The curious feature of the new prediction, omitted from media reports, was that it came from exactly the same team as the old one it replaced. In 2007, the Cabinet Office Foresight team had painted a picture of unrelieved gloom, forecasting obesity for several decades hence by a heroic extrapolation from very limited data. The new predictions, from the National Heart Forum, added a modest three more years of data (2004-7) and came to a very different conclusion.
In 2020, rather than 19 per cent of teenage boys being obese, it forecasts that just six per cent of them will be. Instead of 30 per cent of teenage girls, it will be only nine per cent. In fact, we will have roughly the same number of overweight and obese teenagers in 2020 as we do today. Among males between the ages of 11 and 30, "the predicted prevalence of obesity is actually falling", says the report in wonderment.

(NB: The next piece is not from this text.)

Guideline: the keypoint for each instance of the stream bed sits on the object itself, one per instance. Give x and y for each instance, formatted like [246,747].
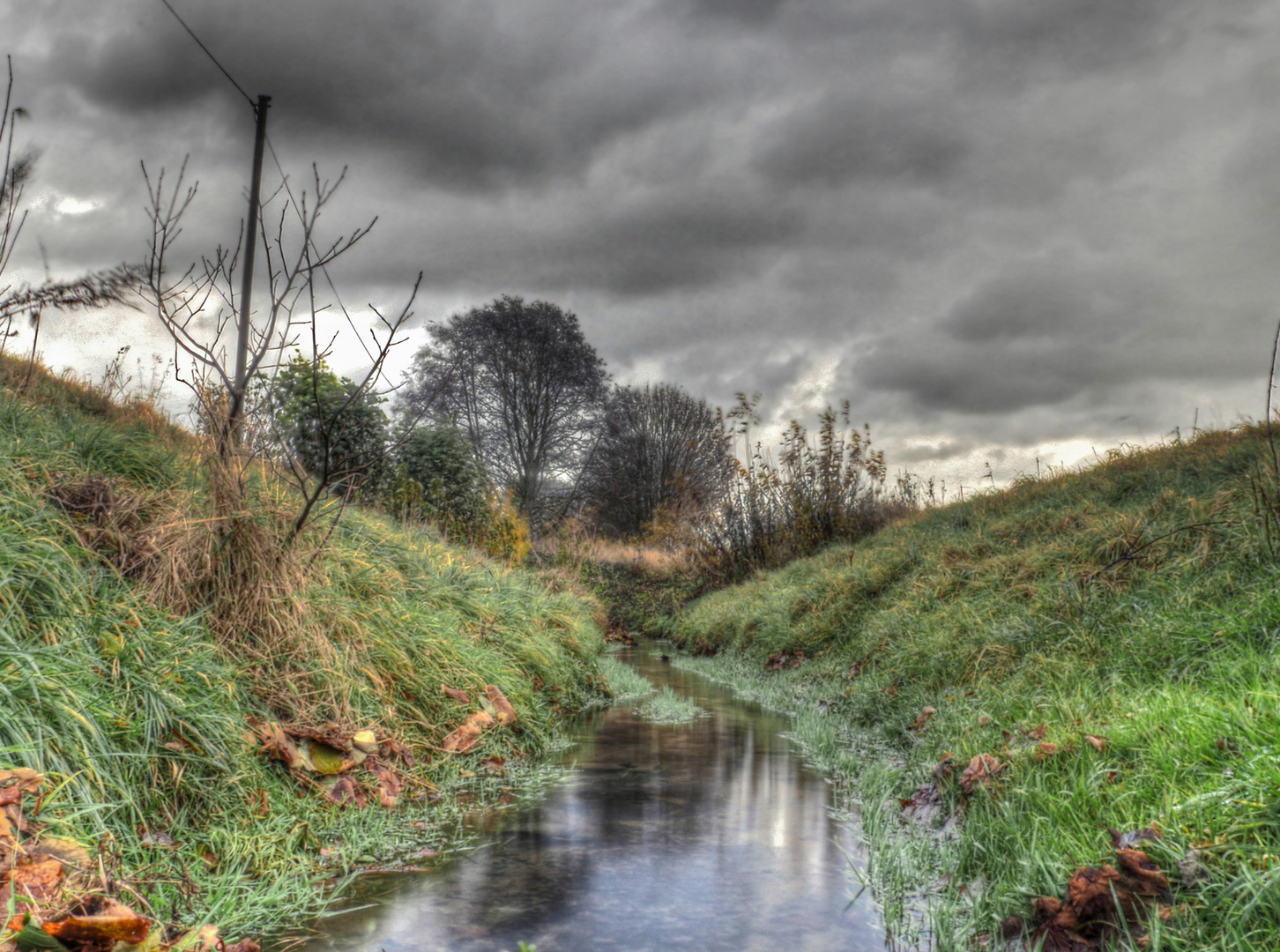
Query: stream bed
[712,836]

This is not a case of two academic teams arguing over conclusions. Both reports were produced by the same team, led by the Oxford Professor Klim McPherson. So what's going on? It's obvious that the model the team is using to predict our children's future weight is ultra-sensitive to the input data. That means it's virtually useless as a forecasting device.
Somewhere in the maw of the government machine, there is a report saying exactly that. Completed last March for the Department of Children, Schools and Families by a committee chaired by David Buckingham, Professor of Education at London University, it mocked the pretensions of the 2007 Foresight report. In a technical appendix it argued acutely that the Foresight projections were based on extrapolating 12 years' data for a further 46 years "with apparently no theoretical justification for the particular extrapolation model". The report concludes: "It might be better simply to acknowledge that we currently have no scientific basis for making such long-term projections."